I’ve taken a notable break from documenting my cocktail and culinary adventures over the past year or so. During this time, I’ve experimented with many things, including, most recently, an extended no junk, no booze diet. When it completed, I came to one conclusion.

Champagne is delicious.

Thus, I decided to dedicate an entire month this year to its deliciousness. Its sumptuousness. For 31 days, I will keep my cabinet stocked with champagne. I’ll reach for champagne like I would a goddamned Bud Light. 

Let’s stick a pin in that thought and rewind a little further, to the beginning of 2017, when I idly stumbled across a profile of Queen Elizabeth II’s drinking habits. They included this snippet: According to Margaret Rhodes, the Queen’s cousin, HM’s alcohol intake never varies. She takes a gin and Dubonnet before lunch, with a slice of lemon and a lot of ice. She will take wine with lunch and a dry Martini and a glass of champagne in the evening.
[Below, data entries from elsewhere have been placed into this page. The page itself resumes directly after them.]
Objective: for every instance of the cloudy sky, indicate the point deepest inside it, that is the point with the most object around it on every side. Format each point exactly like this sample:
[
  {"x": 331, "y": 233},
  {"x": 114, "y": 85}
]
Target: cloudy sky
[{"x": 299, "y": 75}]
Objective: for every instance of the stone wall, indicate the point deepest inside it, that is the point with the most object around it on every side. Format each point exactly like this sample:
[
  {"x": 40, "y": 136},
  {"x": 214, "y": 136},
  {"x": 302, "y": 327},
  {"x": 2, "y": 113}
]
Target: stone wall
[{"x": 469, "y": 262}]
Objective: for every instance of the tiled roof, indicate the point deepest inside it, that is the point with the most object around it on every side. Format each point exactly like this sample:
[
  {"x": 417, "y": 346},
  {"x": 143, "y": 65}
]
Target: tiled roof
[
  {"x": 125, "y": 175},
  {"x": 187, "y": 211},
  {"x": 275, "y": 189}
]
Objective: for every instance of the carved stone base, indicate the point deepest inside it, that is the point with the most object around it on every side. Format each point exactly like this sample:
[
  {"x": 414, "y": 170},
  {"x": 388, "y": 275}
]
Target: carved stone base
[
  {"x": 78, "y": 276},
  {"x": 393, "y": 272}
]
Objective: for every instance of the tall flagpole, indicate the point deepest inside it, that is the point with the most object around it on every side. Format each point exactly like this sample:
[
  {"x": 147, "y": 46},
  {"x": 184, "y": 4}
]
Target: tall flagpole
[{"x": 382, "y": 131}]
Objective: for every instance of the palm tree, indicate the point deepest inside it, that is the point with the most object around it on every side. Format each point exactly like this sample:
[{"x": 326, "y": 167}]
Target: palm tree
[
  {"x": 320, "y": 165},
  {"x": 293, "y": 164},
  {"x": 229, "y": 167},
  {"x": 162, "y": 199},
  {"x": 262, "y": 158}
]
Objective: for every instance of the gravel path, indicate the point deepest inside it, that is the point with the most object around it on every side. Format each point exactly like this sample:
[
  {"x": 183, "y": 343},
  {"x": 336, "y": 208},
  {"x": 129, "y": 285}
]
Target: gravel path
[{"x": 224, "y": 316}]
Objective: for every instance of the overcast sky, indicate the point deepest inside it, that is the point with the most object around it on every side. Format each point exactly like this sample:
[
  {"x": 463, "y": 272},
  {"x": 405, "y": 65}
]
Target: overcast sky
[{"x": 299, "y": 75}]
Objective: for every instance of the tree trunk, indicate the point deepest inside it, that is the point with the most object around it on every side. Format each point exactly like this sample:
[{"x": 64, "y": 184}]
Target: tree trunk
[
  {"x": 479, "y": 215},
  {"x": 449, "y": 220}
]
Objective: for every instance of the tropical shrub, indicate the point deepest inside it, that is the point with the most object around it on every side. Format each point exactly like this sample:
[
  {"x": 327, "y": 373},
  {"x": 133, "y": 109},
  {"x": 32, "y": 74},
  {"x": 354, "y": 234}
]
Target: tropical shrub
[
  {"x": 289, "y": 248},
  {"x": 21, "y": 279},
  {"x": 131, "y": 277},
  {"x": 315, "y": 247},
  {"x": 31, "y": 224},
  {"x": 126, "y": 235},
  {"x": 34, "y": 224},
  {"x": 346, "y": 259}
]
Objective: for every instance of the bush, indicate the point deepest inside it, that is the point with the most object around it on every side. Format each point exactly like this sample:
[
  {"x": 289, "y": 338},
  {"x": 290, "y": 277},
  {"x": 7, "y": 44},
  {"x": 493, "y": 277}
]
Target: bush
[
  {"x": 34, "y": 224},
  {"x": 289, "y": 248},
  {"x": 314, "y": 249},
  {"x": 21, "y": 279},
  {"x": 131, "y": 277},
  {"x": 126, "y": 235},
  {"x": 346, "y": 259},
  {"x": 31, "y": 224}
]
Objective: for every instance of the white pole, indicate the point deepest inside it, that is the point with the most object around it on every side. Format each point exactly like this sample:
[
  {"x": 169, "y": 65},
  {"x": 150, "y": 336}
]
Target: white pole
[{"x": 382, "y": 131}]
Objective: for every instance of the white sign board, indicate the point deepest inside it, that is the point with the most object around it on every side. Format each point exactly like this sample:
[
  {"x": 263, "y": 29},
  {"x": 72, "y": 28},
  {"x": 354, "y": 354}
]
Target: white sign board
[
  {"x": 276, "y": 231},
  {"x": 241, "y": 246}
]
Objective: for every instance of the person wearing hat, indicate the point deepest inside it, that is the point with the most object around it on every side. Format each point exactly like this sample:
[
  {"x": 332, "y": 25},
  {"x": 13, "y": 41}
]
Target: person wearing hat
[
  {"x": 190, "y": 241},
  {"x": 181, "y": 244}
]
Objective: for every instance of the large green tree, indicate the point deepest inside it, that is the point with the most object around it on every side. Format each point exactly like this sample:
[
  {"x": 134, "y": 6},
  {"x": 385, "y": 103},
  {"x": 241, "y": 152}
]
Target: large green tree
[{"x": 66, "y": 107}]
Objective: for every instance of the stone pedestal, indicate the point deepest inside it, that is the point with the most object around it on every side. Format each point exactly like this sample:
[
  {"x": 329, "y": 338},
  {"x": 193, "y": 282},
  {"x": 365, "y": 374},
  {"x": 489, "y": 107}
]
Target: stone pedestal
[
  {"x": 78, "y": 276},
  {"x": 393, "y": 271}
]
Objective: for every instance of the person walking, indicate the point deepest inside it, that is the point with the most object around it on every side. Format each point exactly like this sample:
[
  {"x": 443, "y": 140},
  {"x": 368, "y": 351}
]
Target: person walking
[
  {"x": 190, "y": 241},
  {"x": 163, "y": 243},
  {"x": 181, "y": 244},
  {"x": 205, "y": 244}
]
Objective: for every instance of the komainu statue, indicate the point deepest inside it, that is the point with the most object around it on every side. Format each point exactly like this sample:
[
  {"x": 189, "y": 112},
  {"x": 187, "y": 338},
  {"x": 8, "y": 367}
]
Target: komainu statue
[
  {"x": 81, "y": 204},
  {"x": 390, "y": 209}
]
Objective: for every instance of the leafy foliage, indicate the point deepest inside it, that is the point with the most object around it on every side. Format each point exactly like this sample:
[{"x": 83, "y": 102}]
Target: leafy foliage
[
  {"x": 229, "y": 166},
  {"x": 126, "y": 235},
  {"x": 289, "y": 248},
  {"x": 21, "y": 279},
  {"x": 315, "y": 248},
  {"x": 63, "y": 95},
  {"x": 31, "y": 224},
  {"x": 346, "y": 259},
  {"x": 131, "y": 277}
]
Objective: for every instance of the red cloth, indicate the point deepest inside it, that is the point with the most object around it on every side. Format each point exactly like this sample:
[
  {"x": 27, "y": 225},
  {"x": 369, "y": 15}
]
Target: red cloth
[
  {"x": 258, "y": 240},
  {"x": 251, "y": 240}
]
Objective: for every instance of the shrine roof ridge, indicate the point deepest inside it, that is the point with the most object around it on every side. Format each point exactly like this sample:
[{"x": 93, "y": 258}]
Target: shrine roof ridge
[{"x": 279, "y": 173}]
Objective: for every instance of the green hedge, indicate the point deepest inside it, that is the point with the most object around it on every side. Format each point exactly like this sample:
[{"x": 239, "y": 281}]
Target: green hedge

The Queen is imbibing a glass of champagne before bed, as a matter of routine. A drink whose connotations largely imply decadence and celebration is treated with the same attention as the ritual of brushing one’s teeth. A titillating factoid at first, this anecdote lodged in my mind as I navigated through the ensuing months, resurfacing in a question that refused to sink:

Why am I not living my best life?

I can see that there’s already someone in the audience raising their hand, ready to decry the economic barriers to living like a damn Queen. You’re reading me wrong. Let’s deep dive into this.

Champagne has, over time, built up a well-deserved role as the designated beverage for celebration. For achievement. To congratulate yourself or others when some great hurdle has been vaulted. It is not only champagne we treat this way. Our human minds, seeking order, rationale, and justification, are constantly divvying up life’s pleasures into separate categories: Guilty pleasure. Secret indulgence. Major holiday. Special occasion. Reward.

Thus, for a large portion of the population, champagne has become the drink to toast a small subset of events in our lives. Got the job, a promotion? Champagne. Wedding, anniversary? Champagne. New house? New baby?! Break out the cigars, the champagne! Let’s celebrate!

Indeed.

We create a moment where it becomes acceptable to indulge in a true indulgence, to celebrate and briefly cherish ourselves. Yet on a regular Wednesday, when your only accomplishment was commuting home in rush hour without leaning on your horn and screaming, when you didn’t break down over the latest news, or burn dinner while juggling literally everything else? You crack open your usual cold one. Pour that glass of red, or white. Your usual martini, rum and coke, gin and tonic, whiskey neat.

A typical day, its colors well-washed and watered out, fades to black and white.

Let’s return to the idea of champagne. Champagne is not a drink so much as it’s an idea of celebration, and permission for self-celebration. Of self-care. By reframing champagne, as the Queen has done, as a treat one deserves on a nightly basis, we too can reframe the extraordinary into the ordinary, and as a side effect, raise our personal standards of self love and self care. Of what we as individuals deserve on a regular basis, without rolling over and performing a trick for it. The goal posts for exceptionalism will keep moving. We can ensure that even if no one else concurs, we dish that loving attention upon ourselves.

Champagne December isn’t just champagne. It’s all those other items or actions squirreled away in your mind for special occasions only. That little black dress, or amazing suit you’d shrug into, if you only had a somewhere to go. That recipe, those flowers you pass in the market everyday (but who buys themselves flowers for no reason?), that restaurant. That vinyl record, that playlist. Those heels, that tube of Givenchy Le Rouge lipstick that’s far too outrageous to wear to just work, and yet sits aging in your makeup box. That project you’ve been waiting to tackle, the book you’ve meant to start, the promotion talk you’ve been stalling with your boss.

For every box you haven’t checked because you’re waiting until you’ve accomplished another box, this is your Champagne December.

If you’re still looking for a reason to justify Champagne December, you’ve got one: it’s the end of 2017. You fucking made it. Live your best life.